19. A method comprising causing, at least in part, actions that result in: determining Position Reference Signal, PRS, configuration information, comprising information for enabling a network element of a Radio Access Network, RAN, to determine a structure of a PRS; and sending the PRS configuration information to the network element of the RAN, wherein the PRS comprises, in a frequency domain, a plurality of PRS signal component portions that are to be sent, in a first time interval, at a respective plurality of frequency subranges that are distributed over a frequency range, wherein the frequency range of the PRS is divided into a plurality of regions, and wherein the structure of the PRS is configured such that: each PRS signal component portion is positioned, in the frequency domain, within one of the plurality of regions, and wherein the relative position of each PRS signal component portion within its respective region is different.

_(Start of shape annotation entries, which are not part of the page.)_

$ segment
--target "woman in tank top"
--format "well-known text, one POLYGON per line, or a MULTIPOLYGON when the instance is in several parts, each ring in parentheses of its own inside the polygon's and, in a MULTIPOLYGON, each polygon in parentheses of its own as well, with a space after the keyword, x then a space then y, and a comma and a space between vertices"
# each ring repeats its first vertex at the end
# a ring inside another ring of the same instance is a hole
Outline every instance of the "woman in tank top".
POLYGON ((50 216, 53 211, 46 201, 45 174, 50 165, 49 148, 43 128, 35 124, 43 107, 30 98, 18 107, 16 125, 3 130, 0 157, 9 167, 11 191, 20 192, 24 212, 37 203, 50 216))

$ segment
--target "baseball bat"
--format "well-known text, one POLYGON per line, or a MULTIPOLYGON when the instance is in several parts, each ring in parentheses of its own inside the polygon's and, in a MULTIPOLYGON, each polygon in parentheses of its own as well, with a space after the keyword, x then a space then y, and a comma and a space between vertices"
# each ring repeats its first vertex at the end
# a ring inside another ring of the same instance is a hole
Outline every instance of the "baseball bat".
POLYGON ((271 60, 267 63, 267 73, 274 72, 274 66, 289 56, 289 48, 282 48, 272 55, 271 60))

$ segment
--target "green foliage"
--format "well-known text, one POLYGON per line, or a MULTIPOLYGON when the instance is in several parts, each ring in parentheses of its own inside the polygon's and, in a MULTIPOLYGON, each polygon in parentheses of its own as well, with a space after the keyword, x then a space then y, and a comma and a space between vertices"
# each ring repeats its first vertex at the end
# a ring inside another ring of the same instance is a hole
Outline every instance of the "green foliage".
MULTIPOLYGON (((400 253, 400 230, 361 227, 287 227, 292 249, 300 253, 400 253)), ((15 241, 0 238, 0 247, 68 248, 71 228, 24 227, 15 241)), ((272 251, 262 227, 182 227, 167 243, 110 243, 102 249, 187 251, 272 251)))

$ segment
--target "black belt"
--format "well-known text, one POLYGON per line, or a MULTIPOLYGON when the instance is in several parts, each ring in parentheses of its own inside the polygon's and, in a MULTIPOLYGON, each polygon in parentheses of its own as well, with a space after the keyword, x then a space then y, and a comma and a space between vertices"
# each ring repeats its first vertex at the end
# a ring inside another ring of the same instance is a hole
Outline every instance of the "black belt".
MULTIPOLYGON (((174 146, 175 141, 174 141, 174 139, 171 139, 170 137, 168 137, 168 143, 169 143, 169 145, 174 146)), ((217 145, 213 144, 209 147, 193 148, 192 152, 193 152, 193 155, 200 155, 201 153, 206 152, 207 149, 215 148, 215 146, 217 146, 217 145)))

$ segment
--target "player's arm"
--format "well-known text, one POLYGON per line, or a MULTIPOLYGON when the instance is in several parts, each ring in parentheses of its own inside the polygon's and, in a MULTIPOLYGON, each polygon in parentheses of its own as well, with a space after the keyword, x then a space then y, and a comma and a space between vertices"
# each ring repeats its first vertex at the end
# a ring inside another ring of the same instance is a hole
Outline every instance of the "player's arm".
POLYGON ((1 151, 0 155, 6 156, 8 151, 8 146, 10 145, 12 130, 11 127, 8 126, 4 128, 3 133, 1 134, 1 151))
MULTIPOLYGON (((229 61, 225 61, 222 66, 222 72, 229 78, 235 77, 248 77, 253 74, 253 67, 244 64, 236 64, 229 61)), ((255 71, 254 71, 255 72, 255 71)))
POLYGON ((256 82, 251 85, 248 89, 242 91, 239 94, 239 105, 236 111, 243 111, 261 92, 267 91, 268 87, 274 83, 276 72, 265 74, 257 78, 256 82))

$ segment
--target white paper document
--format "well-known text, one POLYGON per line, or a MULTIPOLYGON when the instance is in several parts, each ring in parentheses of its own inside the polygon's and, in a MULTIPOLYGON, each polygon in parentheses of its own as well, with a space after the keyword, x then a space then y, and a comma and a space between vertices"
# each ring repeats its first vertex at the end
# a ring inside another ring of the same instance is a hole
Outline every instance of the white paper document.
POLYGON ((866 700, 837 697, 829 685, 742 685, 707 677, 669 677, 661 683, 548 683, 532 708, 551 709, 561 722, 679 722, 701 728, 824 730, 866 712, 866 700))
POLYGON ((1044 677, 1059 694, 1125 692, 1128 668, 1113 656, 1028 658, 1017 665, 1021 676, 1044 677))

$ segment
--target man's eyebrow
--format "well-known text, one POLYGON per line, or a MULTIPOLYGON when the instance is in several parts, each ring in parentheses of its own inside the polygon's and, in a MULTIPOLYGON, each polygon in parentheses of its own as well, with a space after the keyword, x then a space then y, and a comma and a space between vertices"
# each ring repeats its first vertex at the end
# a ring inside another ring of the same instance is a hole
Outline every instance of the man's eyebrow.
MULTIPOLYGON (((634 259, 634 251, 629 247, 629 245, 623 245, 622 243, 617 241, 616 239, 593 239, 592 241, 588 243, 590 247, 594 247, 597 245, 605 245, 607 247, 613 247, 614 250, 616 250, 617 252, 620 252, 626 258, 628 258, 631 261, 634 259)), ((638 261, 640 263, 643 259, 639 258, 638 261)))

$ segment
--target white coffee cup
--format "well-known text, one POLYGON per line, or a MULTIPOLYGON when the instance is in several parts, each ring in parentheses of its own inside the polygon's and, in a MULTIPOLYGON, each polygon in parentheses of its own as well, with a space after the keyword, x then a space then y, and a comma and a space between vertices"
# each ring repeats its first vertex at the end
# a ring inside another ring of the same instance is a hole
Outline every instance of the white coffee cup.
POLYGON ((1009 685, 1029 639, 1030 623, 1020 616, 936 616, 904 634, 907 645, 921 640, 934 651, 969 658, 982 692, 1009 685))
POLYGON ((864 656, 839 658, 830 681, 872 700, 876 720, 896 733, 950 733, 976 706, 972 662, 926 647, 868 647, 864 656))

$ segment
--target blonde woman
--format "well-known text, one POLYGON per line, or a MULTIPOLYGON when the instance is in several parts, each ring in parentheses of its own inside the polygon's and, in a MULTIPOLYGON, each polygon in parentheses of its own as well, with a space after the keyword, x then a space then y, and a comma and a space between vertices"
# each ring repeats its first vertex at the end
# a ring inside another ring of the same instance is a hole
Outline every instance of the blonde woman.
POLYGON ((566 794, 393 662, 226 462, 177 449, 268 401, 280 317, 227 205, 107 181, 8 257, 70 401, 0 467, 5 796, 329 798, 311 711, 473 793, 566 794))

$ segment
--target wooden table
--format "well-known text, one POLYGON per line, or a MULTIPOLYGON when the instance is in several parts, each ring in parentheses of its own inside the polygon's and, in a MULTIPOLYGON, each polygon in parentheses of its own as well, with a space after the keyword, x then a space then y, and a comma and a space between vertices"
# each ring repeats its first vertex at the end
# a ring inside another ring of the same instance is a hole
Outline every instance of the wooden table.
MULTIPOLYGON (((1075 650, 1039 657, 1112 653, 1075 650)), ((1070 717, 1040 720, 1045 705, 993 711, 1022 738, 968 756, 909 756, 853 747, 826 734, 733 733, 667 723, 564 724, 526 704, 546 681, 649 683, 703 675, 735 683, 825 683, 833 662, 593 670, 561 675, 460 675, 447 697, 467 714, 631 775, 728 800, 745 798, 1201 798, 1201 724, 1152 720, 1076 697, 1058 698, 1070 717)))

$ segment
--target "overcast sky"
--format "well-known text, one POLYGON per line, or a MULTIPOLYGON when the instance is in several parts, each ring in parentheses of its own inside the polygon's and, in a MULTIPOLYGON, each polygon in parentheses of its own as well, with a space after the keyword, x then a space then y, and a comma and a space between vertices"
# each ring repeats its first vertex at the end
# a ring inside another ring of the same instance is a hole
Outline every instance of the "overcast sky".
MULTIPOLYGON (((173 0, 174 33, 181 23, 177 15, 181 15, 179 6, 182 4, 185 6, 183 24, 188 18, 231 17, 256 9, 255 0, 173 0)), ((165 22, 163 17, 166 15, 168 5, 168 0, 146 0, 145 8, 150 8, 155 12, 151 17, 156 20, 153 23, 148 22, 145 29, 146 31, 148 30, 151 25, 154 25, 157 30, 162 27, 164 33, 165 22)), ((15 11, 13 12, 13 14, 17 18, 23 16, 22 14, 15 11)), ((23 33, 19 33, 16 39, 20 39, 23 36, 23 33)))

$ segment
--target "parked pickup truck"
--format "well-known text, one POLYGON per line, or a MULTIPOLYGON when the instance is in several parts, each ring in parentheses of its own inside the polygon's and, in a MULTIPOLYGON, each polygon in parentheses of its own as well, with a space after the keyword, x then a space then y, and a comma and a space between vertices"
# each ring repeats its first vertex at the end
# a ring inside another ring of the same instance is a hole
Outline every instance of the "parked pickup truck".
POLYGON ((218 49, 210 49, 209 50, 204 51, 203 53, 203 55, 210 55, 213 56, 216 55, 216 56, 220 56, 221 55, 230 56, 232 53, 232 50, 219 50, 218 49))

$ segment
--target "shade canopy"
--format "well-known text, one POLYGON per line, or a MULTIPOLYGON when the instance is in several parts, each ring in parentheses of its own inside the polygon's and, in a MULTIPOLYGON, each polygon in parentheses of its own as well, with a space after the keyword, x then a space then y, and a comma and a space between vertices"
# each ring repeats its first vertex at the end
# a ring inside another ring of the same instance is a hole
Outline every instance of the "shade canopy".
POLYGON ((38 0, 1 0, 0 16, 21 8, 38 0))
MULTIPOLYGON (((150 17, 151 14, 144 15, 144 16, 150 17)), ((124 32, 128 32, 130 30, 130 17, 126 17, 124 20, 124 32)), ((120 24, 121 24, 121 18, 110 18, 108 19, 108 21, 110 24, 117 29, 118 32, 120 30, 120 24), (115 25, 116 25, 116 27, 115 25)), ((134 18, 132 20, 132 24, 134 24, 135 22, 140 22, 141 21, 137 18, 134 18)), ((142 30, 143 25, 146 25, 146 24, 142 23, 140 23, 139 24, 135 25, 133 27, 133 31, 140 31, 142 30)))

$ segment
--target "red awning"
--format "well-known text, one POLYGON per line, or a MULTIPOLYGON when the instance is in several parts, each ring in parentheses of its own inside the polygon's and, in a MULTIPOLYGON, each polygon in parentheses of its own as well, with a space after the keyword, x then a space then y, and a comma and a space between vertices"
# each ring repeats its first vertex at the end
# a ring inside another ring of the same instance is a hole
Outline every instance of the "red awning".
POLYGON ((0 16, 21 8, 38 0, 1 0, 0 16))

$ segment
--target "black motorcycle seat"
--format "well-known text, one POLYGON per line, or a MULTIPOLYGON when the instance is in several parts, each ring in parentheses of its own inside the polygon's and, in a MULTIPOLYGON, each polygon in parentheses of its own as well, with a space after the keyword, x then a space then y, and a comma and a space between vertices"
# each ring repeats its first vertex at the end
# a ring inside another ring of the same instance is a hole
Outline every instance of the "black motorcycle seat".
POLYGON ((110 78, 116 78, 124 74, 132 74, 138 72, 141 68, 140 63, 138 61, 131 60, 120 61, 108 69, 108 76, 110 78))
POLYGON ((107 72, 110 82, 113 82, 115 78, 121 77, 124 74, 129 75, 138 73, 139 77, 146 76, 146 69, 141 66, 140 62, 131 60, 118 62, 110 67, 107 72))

20. Computer program instructions for causing an apparatus to perform: determining Position Reference Signal, PRS, configuration information, comprising information for enabling a network element of a Radio Access Network, RAN, to determine a structure of a PRS; and sending the PRS configuration information to the network element of the RAN, wherein the PRS comprises, in a frequency domain, a plurality of PRS signal component portions that are to be sent, in a first time interval, at a respective plurality of frequency subranges that are distributed over a frequency range, wherein the frequency range of the PRS is divided into a plurality of regions, and wherein the structure of the PRS is configured such that: each PRS signal component portion is positioned, in the frequency domain, within one of the plurality of regions, and wherein the relative position of each PRS signal component portion within its respective region is different.

21 . A method comprising causing, at least in part, actions that result in: receiving, at an apparatus, Position Reference Signal, PRS, configuration information, comprising information for enabling the apparatus to determine a structure of a PRS; generating, based at least in part on the PRS configuration information, the PRS; and sending the PRS; wherein the PRS comprises, in a frequency domain, a plurality of PRS signal component portions that are to be sent, in a first time interval, at a respective plurality of frequency subranges that are distributed over a frequency range, wherein the frequency range of the PRS is divided into a plurality of regions, and wherein the structure of the PRS is configured such that: each PRS signal component portion is positioned, in the frequency domain, within one of the plurality of regions, and wherein the relative position of each PRS signal component portion within its respective region is different.

22. Computer program instructions for causing an apparatus to perform: 41 receiving Position Reference Signal, PRS, configuration information, comprising information for enabling the apparatus to determine a structure of a PRS; generating, based at least in part on the PRS configuration information, the PRS; and sending the PRS; wherein the PRS comprises, in a frequency domain, a plurality of PRS signal component portions that are to be sent, in a first time interval, at a respective plurality of frequency subranges that are distributed over a frequency range, wherein the frequency range of the PRS is divided into a plurality of regions, and wherein the structure of the PRS is configured such that: each PRS signal component portion is positioned, in the frequency domain, within one of the plurality of regions, and wherein the relative position of each PRS signal component portion within its respective region is different.